Friday, 27 November 2015

Tomorrow, When the War Began - Film

YouTube came up trumps again last night with a film to watch while the wife had control of the remote control. I have seen ‘Tomorrow, When the War Began’ a while ago so finding a full copy on YouTube and free, what a result.

What we have here is an Australian version of the film Red Dawn. If you haven’t seen the American version it is about a group of high school kids who former a guerrilla resistance group calling themselves Wolverines, after their high school mascot. Cuban and Russian troops somehow manage to invade America and with most of the country now under their control the war had cooled. The left the resistance in the shape of the Wolverines to fight on. While in a later remake, the enemy was North Korean with a hint of Russian involvement.

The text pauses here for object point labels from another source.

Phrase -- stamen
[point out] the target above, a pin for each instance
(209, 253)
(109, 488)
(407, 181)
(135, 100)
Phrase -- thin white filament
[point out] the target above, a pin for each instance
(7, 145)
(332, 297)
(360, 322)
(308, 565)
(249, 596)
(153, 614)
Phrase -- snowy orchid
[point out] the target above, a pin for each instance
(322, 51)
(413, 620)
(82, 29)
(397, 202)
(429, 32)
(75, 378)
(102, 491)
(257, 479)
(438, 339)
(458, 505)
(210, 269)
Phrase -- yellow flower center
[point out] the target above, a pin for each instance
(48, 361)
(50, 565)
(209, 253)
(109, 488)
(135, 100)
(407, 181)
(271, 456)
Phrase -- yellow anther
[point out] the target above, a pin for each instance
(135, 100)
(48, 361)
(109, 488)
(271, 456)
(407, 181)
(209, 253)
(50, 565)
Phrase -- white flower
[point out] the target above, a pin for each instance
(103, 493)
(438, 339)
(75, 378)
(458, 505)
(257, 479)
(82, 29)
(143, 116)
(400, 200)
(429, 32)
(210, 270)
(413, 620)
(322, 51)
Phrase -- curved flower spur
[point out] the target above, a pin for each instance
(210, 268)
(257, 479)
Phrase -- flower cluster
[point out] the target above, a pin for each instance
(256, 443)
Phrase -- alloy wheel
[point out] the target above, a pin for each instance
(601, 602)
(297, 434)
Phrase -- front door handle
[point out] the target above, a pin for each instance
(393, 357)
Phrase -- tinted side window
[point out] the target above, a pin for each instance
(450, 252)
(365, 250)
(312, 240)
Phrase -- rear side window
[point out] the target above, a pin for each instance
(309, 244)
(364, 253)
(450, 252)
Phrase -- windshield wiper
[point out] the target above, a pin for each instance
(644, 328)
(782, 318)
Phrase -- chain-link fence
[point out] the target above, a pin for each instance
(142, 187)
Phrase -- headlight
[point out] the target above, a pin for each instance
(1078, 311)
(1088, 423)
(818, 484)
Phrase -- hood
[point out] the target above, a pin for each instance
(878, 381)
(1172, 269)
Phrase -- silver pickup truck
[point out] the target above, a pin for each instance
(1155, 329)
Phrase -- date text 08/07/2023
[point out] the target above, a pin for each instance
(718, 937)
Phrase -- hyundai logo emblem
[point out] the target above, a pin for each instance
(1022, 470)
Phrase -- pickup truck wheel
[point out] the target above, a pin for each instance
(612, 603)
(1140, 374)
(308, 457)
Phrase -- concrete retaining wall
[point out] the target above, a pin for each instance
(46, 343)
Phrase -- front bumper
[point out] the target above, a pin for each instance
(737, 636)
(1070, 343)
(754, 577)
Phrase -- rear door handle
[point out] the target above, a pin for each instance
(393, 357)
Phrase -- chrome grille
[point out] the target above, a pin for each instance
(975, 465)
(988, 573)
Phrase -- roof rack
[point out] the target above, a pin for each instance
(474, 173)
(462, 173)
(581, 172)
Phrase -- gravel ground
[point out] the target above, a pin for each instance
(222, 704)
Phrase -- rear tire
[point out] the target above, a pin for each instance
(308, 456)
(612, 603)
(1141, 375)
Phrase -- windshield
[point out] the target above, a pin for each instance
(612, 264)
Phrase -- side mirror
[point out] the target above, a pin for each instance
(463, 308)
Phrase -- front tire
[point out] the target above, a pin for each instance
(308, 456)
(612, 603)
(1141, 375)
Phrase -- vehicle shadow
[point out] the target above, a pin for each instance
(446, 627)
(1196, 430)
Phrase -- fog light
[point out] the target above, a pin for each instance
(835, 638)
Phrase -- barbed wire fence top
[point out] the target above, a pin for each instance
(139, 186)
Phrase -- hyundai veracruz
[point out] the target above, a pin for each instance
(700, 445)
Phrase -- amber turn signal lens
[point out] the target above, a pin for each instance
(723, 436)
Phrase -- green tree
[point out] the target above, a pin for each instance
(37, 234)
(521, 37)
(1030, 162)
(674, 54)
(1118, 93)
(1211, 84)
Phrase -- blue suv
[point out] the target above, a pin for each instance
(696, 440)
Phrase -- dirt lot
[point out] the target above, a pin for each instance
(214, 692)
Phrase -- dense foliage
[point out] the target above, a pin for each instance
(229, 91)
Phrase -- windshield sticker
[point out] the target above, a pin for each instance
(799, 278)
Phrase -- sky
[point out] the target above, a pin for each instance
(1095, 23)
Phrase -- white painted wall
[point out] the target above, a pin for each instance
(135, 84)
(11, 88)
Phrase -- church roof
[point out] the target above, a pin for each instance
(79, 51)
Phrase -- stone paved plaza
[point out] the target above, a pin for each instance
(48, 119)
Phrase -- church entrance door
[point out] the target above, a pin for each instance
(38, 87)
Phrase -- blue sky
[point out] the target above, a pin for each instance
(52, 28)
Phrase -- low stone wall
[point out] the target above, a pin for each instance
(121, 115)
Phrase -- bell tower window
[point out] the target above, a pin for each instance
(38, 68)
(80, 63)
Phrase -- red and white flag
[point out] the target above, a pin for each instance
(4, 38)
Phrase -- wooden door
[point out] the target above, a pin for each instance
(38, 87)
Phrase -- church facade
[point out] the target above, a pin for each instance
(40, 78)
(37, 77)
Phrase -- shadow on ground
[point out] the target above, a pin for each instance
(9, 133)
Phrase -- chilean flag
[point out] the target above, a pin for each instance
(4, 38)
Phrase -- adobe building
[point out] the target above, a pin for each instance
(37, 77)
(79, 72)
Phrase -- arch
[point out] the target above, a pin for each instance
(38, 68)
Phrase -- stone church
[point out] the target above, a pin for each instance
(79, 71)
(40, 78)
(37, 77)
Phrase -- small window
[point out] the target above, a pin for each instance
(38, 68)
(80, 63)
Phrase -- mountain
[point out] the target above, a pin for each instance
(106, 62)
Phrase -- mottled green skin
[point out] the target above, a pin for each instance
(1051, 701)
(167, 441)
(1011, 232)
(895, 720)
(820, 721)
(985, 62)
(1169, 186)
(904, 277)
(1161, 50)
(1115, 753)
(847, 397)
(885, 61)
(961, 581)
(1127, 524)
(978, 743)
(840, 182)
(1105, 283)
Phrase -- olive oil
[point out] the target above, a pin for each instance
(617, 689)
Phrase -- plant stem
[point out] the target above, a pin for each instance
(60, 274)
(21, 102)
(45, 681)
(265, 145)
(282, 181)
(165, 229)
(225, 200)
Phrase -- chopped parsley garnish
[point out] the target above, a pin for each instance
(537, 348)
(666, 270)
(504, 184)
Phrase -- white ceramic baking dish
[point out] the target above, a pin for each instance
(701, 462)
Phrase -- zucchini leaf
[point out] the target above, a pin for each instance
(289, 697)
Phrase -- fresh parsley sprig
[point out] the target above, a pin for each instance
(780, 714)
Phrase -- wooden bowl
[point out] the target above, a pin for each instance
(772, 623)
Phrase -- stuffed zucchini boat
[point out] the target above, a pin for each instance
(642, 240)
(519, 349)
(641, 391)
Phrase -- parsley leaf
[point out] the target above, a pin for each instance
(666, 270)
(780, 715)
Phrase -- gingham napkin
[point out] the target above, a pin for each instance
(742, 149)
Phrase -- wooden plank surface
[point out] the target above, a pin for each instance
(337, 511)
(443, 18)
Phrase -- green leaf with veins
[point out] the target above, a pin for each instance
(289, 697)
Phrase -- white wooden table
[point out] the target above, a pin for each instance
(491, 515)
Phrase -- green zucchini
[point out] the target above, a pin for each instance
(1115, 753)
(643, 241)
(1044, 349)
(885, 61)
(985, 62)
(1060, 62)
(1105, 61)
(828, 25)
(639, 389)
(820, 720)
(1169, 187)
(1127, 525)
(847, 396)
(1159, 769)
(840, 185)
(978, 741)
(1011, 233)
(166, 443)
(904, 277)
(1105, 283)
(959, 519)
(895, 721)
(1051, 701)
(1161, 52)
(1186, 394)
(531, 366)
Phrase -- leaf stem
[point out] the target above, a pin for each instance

In Tomorrow When the War Began the enemy are nameless (though unmistakably, Asian) who were probably Chinese or North Korean. It follows the same template of Red Dawn, group of small-town youths who are on a camping trip in a valley called Hell and the first inkling of trouble back home is the sound of planes in the night. When they return home from their camping trip everyone has been rounded up and detain at the local fairground.

At the fairground, some of the group witness several atrocities, when they are spotted they are shot at and return to their hideout. They are soon found by searching helicopters and barely escape with their lives when the group decide to go back to their old campsite in Hell. From there they fight back with plans to blow up the bridge into town after finding out the bridge was one of the main supply routes.
To blow the bridge they steal a tanker truck of fuel beneath the bridge and the whole operation is nearly a failure when they are discover but a unexpected member of the group comes to the rescue.

It also differs from both Red Dawns because the main lead character is a girl and she is the leader of the group. After no signs of the promised sequel, it is bursting back on the small screen as a TV series sometime next year in Australia.